At what point did the Philistines realize their mistake and try to retreat? When did the retreat become a rout? No one pursues fleeing Philistines, and only those remaining on the hill die at the hands of the inspired object of wrath. Heaps of bodies, all that’s left are mounds of the dead and dying. Samson stands alone. Once more having become the terror of Yahweh, inspired bringer of death, he stands alone, the last one alive.
The point isn’t the fight. It’s not described, only stated. It happened. Samson killed 1,000 men with the fresh jawbone. It’s not even it’s own sentence, it’s a phrase within one. The point lies elsewhere. It lies in the man standing among the dead, once again. The focus of this chapter is the man who has killed a third time. The point of the author is this man upon whom comes the Spirit of Yahweh, but to destroy, to take life. He is a tool, a weapon, in the hand of Yahweh to begin to deliver His people from the Philistines. It is a terrible thing to be Samson, a burden for which he never asked.

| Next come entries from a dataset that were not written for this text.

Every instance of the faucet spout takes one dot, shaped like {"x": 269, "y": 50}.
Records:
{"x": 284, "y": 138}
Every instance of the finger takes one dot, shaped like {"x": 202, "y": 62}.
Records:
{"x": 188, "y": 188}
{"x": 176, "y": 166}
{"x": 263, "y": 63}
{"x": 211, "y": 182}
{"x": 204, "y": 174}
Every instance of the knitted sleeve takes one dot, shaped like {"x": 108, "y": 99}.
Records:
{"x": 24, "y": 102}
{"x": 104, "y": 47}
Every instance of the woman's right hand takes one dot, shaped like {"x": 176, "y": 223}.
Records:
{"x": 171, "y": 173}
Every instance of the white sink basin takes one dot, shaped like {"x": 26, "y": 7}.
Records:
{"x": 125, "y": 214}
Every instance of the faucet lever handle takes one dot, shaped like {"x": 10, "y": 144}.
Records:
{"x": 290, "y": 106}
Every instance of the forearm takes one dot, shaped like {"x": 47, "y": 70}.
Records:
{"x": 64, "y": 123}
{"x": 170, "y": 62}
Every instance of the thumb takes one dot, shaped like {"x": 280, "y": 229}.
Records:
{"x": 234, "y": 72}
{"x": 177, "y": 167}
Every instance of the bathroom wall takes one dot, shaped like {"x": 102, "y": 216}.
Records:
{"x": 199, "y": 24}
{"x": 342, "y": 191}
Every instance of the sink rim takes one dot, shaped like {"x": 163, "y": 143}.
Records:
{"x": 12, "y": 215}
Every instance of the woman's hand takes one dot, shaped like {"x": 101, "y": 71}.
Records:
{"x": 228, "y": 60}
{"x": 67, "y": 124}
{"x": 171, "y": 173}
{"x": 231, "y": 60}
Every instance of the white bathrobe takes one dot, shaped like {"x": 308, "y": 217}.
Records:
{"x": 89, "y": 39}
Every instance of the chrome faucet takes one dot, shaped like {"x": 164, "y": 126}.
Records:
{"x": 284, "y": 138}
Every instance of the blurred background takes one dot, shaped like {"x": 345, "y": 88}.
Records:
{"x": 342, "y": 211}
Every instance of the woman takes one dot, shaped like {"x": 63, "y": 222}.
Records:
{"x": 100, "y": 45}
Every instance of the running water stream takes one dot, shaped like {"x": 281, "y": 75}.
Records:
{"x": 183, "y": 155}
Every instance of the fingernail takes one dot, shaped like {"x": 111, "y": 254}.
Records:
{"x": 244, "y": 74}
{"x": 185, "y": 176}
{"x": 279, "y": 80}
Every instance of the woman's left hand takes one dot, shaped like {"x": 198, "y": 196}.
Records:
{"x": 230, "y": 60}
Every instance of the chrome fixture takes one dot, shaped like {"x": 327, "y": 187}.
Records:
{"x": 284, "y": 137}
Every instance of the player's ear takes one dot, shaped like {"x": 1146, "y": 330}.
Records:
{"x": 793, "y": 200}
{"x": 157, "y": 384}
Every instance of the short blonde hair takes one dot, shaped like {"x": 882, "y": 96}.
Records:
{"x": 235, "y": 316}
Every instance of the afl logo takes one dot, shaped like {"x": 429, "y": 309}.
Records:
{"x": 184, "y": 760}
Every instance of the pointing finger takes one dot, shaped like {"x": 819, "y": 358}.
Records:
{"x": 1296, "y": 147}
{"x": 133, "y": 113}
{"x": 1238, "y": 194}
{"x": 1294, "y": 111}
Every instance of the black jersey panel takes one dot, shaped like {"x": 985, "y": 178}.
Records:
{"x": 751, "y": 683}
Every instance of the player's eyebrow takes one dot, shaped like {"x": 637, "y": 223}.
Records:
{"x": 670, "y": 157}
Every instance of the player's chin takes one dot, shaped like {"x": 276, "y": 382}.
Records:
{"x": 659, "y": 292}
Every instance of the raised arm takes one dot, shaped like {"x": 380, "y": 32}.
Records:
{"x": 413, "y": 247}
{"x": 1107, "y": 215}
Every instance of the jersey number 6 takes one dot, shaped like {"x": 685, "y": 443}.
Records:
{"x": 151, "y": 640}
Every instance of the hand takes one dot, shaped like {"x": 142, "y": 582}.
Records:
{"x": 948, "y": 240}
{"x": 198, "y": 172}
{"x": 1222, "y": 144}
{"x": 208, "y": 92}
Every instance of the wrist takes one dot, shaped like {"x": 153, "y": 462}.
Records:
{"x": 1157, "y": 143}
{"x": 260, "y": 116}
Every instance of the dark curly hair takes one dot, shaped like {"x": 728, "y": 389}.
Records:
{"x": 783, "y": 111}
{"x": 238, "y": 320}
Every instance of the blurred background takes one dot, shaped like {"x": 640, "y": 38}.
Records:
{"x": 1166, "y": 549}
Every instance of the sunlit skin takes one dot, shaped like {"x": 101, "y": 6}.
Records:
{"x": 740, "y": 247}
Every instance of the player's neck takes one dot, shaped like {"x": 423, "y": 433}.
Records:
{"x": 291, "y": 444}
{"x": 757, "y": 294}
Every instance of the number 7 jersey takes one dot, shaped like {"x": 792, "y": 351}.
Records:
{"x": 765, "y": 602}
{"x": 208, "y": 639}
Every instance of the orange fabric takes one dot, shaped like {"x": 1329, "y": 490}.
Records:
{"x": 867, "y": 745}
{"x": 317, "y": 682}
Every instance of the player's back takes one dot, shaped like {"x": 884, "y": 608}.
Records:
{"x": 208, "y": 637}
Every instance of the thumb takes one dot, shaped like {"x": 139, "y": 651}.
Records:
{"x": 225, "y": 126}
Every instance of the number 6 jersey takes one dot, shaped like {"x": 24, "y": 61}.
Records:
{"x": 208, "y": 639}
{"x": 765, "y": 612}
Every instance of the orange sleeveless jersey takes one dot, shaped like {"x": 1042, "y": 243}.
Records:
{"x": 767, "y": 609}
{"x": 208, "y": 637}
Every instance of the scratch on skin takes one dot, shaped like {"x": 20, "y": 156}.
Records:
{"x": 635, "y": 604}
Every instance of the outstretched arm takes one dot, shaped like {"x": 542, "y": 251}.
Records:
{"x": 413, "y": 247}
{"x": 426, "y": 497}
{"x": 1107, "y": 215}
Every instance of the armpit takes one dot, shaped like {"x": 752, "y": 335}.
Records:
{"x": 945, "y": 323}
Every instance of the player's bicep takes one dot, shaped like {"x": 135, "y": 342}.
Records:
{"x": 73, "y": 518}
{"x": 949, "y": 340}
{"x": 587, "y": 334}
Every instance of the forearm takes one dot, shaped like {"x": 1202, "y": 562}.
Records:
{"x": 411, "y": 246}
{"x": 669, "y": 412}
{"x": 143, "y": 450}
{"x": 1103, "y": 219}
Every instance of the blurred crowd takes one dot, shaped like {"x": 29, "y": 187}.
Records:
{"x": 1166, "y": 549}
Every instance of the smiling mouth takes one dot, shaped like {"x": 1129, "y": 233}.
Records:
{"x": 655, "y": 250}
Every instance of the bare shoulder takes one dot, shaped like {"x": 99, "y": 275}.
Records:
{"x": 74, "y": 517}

I’m not even sure Samson had a choice to disobey. Did he? Could he have opted not to engage? Maybe he could have hid somewhere less accessible. But he didn’t, and he doesn’t turn from the task at hand. Whether his choice or not, he engaged the problem before him with the power of the Maker of the universe flowing through him.
What about us? What if we were to be used by our Master as such an object of wrath? It seems so foreign to us, our cultures so different. Yet there still exist cultures in our world in which this wouldn’t be inappropriate. Warlords still torture the land and people of Africa. There are other places, nearly lawless ones, where a divine weapon may make sense. The current nation of Israel stands surrounded by a sea of hostile nations. Perhaps they have need of another divine weapon. But would we accept this from our Master? The question is really, can we accept this as part of the character of our Savior?
Well, that’s my troubling view through my knothole this morning. What do you see of our Master through yours?